Tech giants including Facebook Inc. (Nasdaq: FB), Twitter (NYSE: TWRT), and Alphabet Inc.’s (Nasdaq: GOOG) Google are pausing data requests from the Hong Kong government on a controversial new security law that has been imposed by Beijing on the city.
The Social media conglomerate Facebook, which also owns the messaging service WhatsApp said Monday that it would halt information requests from Hong Kong and assess the effect of the security law.
It added that "freedom of expression is a fundamental human right and support the right of people to express themselves without fear for their safety or other repercussions."

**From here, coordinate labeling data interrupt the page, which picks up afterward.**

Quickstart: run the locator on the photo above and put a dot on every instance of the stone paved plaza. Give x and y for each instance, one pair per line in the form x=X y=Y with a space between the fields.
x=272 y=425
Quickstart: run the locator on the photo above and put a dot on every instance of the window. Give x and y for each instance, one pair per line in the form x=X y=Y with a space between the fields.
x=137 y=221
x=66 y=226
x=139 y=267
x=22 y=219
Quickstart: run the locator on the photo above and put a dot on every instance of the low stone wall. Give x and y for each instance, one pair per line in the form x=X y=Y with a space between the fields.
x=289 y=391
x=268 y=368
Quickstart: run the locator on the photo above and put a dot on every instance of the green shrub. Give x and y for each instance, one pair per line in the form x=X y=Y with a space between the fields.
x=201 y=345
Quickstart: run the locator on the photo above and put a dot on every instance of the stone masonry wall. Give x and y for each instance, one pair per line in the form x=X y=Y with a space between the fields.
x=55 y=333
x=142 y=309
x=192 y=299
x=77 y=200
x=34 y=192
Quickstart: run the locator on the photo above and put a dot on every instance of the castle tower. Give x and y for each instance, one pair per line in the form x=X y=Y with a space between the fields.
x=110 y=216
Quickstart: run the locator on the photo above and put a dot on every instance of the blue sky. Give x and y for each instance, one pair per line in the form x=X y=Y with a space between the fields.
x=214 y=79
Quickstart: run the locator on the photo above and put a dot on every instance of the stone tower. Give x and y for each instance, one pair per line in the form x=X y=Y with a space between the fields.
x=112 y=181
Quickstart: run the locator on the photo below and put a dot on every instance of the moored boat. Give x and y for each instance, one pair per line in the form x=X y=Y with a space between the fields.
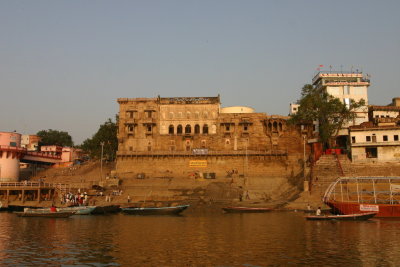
x=234 y=209
x=106 y=209
x=79 y=210
x=155 y=210
x=45 y=214
x=353 y=195
x=348 y=217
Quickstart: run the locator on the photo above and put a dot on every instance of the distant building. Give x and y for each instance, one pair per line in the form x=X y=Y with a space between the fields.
x=71 y=154
x=345 y=86
x=378 y=139
x=376 y=142
x=164 y=134
x=390 y=111
x=67 y=154
x=10 y=154
x=293 y=108
x=30 y=142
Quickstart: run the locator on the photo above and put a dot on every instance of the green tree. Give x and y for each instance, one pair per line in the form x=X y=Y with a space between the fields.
x=106 y=135
x=329 y=111
x=54 y=137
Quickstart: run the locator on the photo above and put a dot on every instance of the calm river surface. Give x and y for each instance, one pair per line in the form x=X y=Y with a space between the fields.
x=217 y=239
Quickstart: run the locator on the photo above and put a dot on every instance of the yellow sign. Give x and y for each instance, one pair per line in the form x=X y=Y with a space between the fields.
x=198 y=163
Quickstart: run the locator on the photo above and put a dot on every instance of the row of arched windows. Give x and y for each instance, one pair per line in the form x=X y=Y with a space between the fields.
x=275 y=126
x=187 y=129
x=189 y=115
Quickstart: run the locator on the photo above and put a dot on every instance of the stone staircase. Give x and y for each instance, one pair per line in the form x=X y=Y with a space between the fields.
x=327 y=170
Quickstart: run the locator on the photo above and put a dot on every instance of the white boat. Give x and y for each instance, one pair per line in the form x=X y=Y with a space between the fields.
x=78 y=210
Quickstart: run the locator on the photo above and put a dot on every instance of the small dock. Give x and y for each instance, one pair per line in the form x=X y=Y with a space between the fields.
x=30 y=191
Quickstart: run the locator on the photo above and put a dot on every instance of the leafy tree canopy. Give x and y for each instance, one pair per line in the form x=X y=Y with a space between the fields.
x=106 y=136
x=54 y=137
x=329 y=111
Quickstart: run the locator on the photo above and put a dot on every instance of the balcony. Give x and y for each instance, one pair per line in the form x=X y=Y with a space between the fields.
x=148 y=121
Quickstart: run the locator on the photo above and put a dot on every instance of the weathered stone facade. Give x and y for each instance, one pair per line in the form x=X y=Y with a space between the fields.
x=193 y=136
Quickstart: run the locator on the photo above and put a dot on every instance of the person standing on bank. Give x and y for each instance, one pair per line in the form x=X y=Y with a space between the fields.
x=318 y=212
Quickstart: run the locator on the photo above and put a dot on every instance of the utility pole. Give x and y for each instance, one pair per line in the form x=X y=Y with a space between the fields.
x=101 y=161
x=304 y=157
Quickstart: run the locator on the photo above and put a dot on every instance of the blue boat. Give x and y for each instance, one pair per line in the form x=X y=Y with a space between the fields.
x=155 y=210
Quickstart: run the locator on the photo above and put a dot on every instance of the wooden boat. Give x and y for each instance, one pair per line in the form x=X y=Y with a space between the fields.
x=348 y=217
x=353 y=195
x=246 y=209
x=106 y=209
x=46 y=214
x=79 y=210
x=155 y=210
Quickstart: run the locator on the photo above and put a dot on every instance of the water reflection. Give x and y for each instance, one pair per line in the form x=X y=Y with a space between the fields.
x=269 y=239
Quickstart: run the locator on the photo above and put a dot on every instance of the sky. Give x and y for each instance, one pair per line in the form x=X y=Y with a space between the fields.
x=63 y=64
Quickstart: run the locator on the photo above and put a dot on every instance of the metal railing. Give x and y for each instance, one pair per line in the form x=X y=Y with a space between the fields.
x=32 y=184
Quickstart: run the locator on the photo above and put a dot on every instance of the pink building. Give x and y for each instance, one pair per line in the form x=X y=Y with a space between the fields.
x=68 y=154
x=10 y=154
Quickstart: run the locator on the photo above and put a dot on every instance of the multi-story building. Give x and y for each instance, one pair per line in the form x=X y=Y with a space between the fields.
x=378 y=139
x=30 y=142
x=345 y=86
x=182 y=133
x=389 y=111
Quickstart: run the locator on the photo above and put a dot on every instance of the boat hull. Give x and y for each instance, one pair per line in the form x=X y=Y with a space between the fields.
x=246 y=209
x=382 y=210
x=349 y=217
x=45 y=214
x=106 y=209
x=155 y=211
x=82 y=210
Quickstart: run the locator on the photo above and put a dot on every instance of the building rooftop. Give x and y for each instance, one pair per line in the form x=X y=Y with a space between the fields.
x=337 y=74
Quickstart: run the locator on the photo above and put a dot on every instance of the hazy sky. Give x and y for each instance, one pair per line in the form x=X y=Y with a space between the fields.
x=63 y=64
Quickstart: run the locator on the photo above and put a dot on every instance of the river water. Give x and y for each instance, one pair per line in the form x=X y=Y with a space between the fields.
x=203 y=239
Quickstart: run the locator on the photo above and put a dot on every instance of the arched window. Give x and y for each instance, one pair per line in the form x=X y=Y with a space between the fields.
x=188 y=129
x=205 y=129
x=196 y=129
x=171 y=129
x=275 y=125
x=179 y=129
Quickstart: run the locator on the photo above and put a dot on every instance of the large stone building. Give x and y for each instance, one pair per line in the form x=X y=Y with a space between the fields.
x=184 y=136
x=378 y=140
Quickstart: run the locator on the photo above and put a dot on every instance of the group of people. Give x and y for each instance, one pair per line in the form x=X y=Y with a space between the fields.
x=318 y=212
x=80 y=199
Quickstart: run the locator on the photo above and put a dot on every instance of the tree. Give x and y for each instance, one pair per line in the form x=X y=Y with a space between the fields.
x=329 y=111
x=53 y=137
x=106 y=135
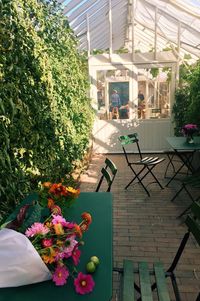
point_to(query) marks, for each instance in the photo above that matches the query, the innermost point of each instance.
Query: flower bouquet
(37, 247)
(188, 131)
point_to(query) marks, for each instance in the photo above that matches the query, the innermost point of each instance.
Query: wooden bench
(148, 288)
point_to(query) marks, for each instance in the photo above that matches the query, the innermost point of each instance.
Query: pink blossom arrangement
(52, 195)
(189, 129)
(57, 241)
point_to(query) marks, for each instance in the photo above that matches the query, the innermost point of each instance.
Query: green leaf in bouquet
(34, 214)
(19, 215)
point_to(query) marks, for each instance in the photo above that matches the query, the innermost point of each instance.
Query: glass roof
(173, 16)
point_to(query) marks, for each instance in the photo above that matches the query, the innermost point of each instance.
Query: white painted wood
(110, 26)
(88, 35)
(152, 134)
(133, 30)
(155, 33)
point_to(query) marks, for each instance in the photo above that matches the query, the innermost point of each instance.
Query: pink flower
(70, 244)
(58, 219)
(60, 275)
(47, 242)
(36, 228)
(76, 255)
(56, 210)
(84, 283)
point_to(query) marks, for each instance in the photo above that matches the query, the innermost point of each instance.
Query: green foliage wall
(45, 114)
(187, 98)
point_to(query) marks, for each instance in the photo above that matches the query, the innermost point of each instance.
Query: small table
(184, 151)
(98, 241)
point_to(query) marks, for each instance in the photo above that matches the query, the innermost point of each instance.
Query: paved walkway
(146, 228)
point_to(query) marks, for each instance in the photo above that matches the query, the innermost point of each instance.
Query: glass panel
(113, 94)
(154, 93)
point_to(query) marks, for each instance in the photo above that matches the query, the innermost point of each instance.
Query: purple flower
(36, 228)
(84, 283)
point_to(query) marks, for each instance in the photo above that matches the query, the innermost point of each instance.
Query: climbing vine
(45, 113)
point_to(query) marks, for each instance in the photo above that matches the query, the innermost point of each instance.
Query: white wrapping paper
(20, 264)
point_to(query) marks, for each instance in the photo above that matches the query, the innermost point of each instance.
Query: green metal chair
(192, 181)
(108, 174)
(147, 164)
(159, 285)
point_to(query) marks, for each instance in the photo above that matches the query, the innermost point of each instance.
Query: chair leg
(175, 287)
(175, 174)
(150, 170)
(179, 191)
(139, 179)
(170, 162)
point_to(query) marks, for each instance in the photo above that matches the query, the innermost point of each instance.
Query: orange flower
(73, 191)
(56, 210)
(87, 217)
(77, 230)
(84, 227)
(58, 189)
(47, 184)
(58, 229)
(49, 258)
(50, 203)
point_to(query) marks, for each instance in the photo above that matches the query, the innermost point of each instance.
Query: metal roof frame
(177, 22)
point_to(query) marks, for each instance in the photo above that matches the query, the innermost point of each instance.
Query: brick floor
(147, 228)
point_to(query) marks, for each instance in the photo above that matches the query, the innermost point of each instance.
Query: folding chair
(192, 181)
(155, 279)
(172, 158)
(147, 164)
(108, 174)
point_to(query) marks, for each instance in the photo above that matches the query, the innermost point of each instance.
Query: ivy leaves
(43, 94)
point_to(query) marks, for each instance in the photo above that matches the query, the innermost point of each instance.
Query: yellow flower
(49, 258)
(58, 229)
(71, 190)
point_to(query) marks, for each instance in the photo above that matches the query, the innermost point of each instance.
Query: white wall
(152, 134)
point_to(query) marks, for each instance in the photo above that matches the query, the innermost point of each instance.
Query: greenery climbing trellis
(45, 114)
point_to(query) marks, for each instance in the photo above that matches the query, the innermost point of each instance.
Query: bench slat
(161, 282)
(128, 281)
(145, 283)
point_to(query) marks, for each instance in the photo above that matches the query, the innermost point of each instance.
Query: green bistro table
(98, 241)
(185, 151)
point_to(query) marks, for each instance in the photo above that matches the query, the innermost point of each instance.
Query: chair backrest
(130, 139)
(108, 173)
(193, 221)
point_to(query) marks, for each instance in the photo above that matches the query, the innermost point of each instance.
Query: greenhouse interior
(100, 150)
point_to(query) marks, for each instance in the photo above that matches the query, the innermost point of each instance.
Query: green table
(184, 151)
(98, 241)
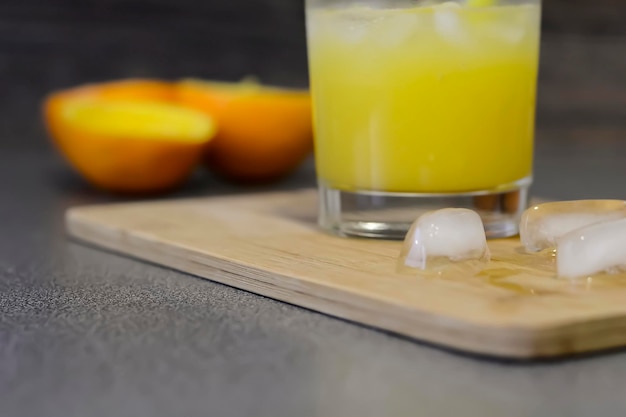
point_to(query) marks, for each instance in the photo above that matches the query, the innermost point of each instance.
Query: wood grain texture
(269, 244)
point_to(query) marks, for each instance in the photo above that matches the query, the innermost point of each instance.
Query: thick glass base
(389, 215)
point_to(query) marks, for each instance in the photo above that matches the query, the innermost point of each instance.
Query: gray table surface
(89, 333)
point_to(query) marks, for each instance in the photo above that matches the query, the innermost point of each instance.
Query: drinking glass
(420, 105)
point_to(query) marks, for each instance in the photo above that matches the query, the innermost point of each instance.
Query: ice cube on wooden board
(543, 224)
(444, 236)
(596, 248)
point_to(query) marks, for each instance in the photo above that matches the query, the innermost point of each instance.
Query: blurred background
(51, 44)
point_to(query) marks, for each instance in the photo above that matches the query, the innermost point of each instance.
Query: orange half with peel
(263, 133)
(127, 139)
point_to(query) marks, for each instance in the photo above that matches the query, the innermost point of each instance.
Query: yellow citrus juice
(436, 99)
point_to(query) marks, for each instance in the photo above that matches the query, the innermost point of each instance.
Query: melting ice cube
(600, 247)
(444, 236)
(449, 24)
(541, 225)
(395, 29)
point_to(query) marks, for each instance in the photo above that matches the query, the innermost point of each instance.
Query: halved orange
(127, 139)
(263, 132)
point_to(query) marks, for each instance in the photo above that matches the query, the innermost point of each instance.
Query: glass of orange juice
(420, 105)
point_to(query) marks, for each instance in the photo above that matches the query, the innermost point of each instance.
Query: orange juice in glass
(420, 105)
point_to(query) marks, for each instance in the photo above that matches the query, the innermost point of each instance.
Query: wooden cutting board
(269, 244)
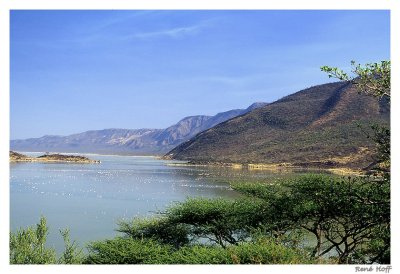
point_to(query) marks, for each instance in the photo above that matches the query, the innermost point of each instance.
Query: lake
(89, 199)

The new law, imposed by Beijing last week makes it unlawful for the engagement in secession, subversion, terrorism, and collusion with foreign powers. The social media platforms may now be a host to criminalized subversive activities. Meanwhile, Facebook, Twitter, and Google all generate revenue from selling advertising to Chinese clients. In the past couple of weeks, a number of firms have halted advertising on Facebook and Twitter for its failure to combat hate speech.
It’s also important to note that Chinese authorities banned Facebook, Twitter, and Google services in July 2009 after the riots in Xinjiang. The bans are a portion of “The Great Fire Wall of China” which censors users from accessing foreign news sites.
In addition, the Secretary of State Mike Pompeo said that the U.S. is taking a look at banning Chinese social media apps, including TikTok—owned by China-headquartered ByteDance. Asked if he would recommend consumers download TikTok on Fox News, Pompeo said, “Only if you want your private information in the hands of the Chinese Communist Party.”
In early trading Tuesday, Shares of Facebook rose nearly 2%, Twitter traded 3 cents lower and Alphabet gained nearly 1% from Monday’s close.
In Hong Kong, the Hang Seng Index dropped 1% to 25,975.66 points.